O olhar puramente mecânico, frio e excessivamente linear do positivismo produziu várias das grandes aberrações sociais modernas. Desejava ser máximo, conquistando todas as formas de pensar de modo a assimilá-las para o próprio crescimento. Visão totalitária por excelência. O positivismo tentou destruir a arte e a religião para oferecer o ideal cientificista como solução emancipadora – como meio de salvação imanente dos males que perturbam o espírito humano. Pretendia substituir todas as cosmovisões por uma única: a visão positiva. A de ordem e progresso. Visão esta que encontra na obra Laranja Mecânica, uma crítica vigorosa no que diz respeito aos seus pressupostos e suas consequências.

Não posso dizer precisamente sobre as reais pretensões de Anthony Burguess ao escrever Laranja Mecânica ou de Kubrick ao adaptar a obra para o cinema de modo magistral. Porém, posso evidenciar o que está representado na obra enquanto crítica pressuposta, tanto sob a forma de literatura, quanto de cinema. Em um tempo futuro marcado pela tragédia da distopia, Alex, o jovem protagonista, líder de uma gangue britânica que comete estupros e ultraviolência, contêm, em si, a barbaridade dos bichos e a sensibilidade dos eruditos. Por vezes, essas duas inclinações naturais de seu ímpeto convergem, conferindo certa áurea de paganismo à obra, de complexidade transcende no que diz respeito aos estereótipos das tramas convencionais. A começar pelo fato de que a brutalidade de Alex é dotada de uma beleza mórbida, sublime. Não se trata de um marginal qualquer. Alex é um erudito da violência. É um animal, mas é um animal com classe – sofisticado.

De certo modo, Alex encarna em si a figura mitológica de Wotan – deus Odin da mitologia nórdica – que simboliza tanto a guerra quanto a poesia. E são propriamente as aparentes contradições que tornam o personagem tão interessante, digno de ser lembrado.
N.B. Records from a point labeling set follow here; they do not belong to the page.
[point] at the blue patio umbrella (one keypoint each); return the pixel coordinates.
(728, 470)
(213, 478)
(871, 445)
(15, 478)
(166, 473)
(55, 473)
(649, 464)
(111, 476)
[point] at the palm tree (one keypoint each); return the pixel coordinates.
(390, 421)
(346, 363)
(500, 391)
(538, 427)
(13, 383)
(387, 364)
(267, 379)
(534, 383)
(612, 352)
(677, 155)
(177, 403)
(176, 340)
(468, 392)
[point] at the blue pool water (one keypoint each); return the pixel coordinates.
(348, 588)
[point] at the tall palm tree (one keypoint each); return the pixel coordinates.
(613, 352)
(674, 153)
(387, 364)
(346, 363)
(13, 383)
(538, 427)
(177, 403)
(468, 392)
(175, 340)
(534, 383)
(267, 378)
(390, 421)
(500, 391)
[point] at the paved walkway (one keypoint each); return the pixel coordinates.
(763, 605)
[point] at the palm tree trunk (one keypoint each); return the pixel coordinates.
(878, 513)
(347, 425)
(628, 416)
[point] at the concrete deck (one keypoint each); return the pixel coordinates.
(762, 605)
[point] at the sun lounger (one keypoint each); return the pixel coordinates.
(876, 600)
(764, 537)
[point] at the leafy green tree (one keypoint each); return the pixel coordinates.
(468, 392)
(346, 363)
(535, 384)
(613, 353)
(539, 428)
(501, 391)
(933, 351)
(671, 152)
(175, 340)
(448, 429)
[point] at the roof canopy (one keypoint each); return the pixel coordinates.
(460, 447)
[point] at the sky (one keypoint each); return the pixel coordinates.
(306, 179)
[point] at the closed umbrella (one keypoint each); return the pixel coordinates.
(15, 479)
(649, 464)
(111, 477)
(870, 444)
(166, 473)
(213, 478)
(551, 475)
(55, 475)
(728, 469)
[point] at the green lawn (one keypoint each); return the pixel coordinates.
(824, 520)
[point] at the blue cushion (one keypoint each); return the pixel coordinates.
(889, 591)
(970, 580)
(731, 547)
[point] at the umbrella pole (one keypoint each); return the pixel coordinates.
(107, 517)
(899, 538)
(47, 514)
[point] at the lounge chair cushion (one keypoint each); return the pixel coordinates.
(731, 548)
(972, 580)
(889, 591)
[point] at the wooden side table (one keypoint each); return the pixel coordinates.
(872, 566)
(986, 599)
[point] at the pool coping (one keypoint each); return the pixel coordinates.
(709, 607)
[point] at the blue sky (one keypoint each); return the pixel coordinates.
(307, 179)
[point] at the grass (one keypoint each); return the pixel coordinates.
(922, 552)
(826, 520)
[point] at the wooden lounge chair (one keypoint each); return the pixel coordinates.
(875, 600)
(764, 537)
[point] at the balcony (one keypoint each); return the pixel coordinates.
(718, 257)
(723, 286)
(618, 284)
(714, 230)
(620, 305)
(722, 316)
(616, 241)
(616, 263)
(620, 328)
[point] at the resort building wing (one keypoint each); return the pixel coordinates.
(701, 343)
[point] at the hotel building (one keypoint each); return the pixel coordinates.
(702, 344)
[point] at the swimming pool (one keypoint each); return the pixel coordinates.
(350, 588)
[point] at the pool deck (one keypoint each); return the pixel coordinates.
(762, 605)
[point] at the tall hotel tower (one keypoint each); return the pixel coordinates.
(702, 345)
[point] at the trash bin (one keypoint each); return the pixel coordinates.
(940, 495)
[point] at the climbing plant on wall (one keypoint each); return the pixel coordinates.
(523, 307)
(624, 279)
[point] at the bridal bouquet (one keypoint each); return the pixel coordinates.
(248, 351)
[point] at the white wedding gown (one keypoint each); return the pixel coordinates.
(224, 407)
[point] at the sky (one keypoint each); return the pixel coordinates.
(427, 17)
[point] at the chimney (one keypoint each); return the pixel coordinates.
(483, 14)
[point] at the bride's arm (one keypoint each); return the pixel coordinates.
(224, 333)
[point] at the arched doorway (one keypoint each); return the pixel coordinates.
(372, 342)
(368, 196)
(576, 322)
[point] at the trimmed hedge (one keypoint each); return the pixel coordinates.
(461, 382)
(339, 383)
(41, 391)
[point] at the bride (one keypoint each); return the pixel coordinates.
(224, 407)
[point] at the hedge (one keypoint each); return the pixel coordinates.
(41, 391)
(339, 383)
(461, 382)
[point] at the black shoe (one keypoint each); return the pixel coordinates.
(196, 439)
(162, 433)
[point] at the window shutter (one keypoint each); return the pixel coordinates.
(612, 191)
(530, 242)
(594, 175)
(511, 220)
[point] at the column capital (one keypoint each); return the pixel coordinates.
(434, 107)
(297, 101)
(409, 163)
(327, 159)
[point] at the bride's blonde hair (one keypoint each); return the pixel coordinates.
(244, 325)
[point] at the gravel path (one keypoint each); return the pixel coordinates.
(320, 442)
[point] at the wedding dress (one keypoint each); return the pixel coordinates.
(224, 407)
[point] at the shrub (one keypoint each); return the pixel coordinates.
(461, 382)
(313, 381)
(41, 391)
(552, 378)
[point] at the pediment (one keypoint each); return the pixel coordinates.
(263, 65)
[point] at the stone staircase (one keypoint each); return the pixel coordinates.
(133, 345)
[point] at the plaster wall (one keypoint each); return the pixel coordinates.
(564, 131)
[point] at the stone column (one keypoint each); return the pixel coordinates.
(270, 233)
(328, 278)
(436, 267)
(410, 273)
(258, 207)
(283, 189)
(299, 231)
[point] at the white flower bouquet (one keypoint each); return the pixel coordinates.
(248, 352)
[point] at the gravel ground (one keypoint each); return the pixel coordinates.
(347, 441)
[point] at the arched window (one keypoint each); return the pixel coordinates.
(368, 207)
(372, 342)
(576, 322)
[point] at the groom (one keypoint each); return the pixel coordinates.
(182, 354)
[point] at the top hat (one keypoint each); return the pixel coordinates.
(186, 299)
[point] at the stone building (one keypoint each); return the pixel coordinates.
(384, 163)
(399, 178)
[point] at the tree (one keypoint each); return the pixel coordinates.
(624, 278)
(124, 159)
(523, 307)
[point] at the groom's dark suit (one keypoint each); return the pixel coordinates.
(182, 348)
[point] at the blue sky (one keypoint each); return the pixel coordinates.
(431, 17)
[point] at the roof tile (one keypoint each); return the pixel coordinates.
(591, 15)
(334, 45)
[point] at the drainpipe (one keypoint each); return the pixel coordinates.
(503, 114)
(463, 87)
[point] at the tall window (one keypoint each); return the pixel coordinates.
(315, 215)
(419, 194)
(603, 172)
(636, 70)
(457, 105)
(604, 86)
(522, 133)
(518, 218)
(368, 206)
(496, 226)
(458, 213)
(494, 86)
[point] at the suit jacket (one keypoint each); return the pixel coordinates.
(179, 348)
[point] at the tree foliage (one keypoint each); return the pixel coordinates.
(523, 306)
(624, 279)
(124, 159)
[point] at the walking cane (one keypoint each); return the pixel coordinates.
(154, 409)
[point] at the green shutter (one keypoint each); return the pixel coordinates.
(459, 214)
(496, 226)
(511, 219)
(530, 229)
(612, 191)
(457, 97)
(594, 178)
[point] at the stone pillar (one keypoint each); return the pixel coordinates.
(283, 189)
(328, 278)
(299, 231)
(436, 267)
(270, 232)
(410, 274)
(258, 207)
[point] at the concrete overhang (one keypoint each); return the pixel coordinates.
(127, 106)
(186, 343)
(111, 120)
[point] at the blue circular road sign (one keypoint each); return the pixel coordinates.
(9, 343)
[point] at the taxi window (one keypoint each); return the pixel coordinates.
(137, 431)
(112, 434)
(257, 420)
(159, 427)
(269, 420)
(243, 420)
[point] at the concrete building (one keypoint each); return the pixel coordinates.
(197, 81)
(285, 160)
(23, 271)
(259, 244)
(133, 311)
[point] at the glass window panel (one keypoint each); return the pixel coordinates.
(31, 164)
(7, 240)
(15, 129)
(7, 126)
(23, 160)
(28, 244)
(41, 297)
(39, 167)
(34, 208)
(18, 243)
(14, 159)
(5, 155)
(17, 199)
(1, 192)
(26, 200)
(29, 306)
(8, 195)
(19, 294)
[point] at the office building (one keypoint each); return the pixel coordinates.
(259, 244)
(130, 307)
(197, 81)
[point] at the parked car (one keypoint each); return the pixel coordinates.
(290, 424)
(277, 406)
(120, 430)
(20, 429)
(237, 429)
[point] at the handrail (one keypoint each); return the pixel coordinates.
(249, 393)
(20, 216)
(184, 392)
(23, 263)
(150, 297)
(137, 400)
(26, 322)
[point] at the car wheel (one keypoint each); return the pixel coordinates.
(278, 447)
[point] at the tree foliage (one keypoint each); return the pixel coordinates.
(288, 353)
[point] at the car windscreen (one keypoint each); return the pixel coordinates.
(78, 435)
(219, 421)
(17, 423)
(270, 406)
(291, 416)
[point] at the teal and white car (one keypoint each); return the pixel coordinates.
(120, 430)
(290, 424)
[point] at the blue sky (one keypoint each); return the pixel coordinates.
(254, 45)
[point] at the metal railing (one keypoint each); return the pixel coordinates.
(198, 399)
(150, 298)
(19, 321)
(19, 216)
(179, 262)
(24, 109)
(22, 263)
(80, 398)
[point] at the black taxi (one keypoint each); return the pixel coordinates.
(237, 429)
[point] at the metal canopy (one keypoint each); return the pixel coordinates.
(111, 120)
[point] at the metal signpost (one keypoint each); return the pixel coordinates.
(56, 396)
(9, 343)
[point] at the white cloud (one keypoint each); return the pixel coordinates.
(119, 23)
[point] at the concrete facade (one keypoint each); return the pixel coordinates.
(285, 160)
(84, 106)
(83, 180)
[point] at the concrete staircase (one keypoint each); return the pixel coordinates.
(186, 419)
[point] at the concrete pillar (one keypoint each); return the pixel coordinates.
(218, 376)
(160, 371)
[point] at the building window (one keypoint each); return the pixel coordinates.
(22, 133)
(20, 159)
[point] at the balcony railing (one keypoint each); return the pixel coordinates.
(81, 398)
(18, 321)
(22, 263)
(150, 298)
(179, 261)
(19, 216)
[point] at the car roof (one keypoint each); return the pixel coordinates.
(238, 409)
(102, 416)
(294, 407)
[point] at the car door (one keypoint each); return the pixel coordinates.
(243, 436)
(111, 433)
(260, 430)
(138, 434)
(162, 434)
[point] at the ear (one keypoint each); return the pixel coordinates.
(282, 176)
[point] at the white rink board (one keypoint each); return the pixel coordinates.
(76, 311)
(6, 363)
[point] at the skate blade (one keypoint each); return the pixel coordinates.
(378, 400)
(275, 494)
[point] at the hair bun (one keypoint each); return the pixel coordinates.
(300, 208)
Vemos em Alex a ausência de condicionamento social adequado à vida em comunidade, de empatia e compaixão. É movido pelos desejos imediatos. Porém, também vemos um amor tão grande à música erudita que Alex cria um neologismo apenas para descrever a sensação que tem ao ouvir as composições de Beethoven: “heavenmetal”. Do ponto de vista de suas paixões, Alex é uma figura visceral, repleta de grande saúde de ímpetos. Mas também perversa.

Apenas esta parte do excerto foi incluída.